Thankfully the test pill flew through with no problems, 4 hours 15 mins then found it in my ostomy bag. The real thing is next week


----------



## joshw2011

crispy said:


> Thankfully the test pill flew through with no problems, 4 hours 15 mins then found it in my ostomy bag. The real thing is next week


Much quicker than me! Mine came out sometime overnight so I'm not sure of the exact time, but it was something like 16-20 hours, which REALLY surprised me, since stuff goes through me so quickly.


----------



## RonnieKN

joshw2011 said:


> Much quicker than me! Mine came out sometime overnight so I'm not sure of the exact time, but it was something like 16-20 hours, which REALLY surprised me, since stuff goes through me so quickly.

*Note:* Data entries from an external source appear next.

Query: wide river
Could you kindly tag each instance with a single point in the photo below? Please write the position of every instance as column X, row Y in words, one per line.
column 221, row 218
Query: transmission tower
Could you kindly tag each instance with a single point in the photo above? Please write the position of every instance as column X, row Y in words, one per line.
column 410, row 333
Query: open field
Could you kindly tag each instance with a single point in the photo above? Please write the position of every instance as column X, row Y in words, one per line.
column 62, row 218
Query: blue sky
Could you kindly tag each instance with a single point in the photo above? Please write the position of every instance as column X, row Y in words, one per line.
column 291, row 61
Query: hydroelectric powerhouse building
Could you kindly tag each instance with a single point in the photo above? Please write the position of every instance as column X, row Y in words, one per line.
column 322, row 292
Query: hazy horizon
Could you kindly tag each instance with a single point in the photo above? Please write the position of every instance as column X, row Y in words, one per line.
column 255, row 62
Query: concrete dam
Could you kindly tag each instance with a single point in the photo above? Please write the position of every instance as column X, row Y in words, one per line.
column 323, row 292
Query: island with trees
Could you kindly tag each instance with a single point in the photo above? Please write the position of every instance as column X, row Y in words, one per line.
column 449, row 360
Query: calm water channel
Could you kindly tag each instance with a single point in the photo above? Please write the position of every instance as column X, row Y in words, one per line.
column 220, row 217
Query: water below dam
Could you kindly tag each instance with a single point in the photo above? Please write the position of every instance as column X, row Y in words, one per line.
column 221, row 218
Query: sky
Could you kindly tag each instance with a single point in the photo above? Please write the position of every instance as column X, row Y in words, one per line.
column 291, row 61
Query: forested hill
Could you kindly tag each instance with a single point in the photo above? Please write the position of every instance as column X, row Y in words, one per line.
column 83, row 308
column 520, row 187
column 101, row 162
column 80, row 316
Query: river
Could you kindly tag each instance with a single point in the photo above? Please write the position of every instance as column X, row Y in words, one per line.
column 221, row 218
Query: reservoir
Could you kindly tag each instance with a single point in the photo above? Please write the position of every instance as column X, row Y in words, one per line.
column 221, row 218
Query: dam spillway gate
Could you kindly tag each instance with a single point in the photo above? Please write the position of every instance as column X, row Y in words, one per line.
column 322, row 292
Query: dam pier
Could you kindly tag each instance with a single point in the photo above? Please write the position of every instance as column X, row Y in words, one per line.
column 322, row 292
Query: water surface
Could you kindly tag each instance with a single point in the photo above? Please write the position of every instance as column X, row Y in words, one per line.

I believe they told me, that it usually takes around 10 hours + - a few hours. I had to have the recording device on from 10:00 - 19:00.


----------



## Sparkle2012

joshw2011 said:


> Sorry for bumping a semi-old thread but I have some info and a question.
> 
> Question: For those of you who did this, did you not do the agile (http://www.givenimaging.com/en-us/Innovative-Solutions/Capsule-Endoscopy/Agile/Pages/default.aspx) beforehand? Basically it's a pill, larger (significantly) than the pill cam. You take it beforehand. If it passes fine, then the pillcam should pass fine. If it doesn't, then you don't do the pillcam. If it does get stuck, it starts dissolving after ~27 hours, so no surgery is required. Maybe it's a new thing, that's why I don't see it in this thread at all?
> 
> Also, on an info sheet I have for the pillcam (I took the agile today, do the actual pillcam, if all goes well, on Thursday) it says capsule retention is <2% overall, 1.5% if you have obscure bleeding lesions, 2.1% if neoplasms, 1.4% if suspected Crohn's, and *5% if known Crohn's.*


That's awesome, I know they do it in the UK.  Mine got stuck and I had a very painful few days with it -- luckily discharged.  Either way, be sure to get the xray to  make sure it ejected unless you saw it.  It's important because it can harm your bowel.


----------



## Sparkle2012

Why aren't the doctors using this dissolving pill especially when they know you are experiencing strictures?  I swear it makes me so mad.


----------



## crispy

The pill passed thru ok, took a while to leave my stomach. Clever stuff watching the pictures live on the belt I was wearing!
Just waiting for the results now


----------



## Sparkle2012

You could see it????  Oh man!!  I didn't know that.


----------



## LQ916

Hi all, 
Scheduled for pill cam next week. Have had "D" for 3 months now. 
Lost another 7 lbs last mo. Hoping for the best, w/ results.  I eat double portions 
And cant retain or gain weight. Pray for me. Thank you!


----------



## Sparkle2012

Be sure to get your follow up xray if you don't see it "leave" the body.  It's important.  Post above says you can see the pictures on the belt....I didn't know that or I would have enjoyed it!  Check it out on yours!  Good luck to you - hope they get it resolved!


----------



## LQ916

Thanks Sparkle.
I will check it out. I plan on going to work mainly to babysit
As my job will be restricted by the apparatus, but being present
Will take a load off my co-workers. I am building engineer in a hospital.


----------



## Sparkle2012

LQ916 said:


> Thanks Sparkle.
> I will check it out. I plan on going to work mainly to babysit
> As my job will be restricted by the apparatus, but being present
> Will take a load off my co-workers. I am building engineer in a hospital.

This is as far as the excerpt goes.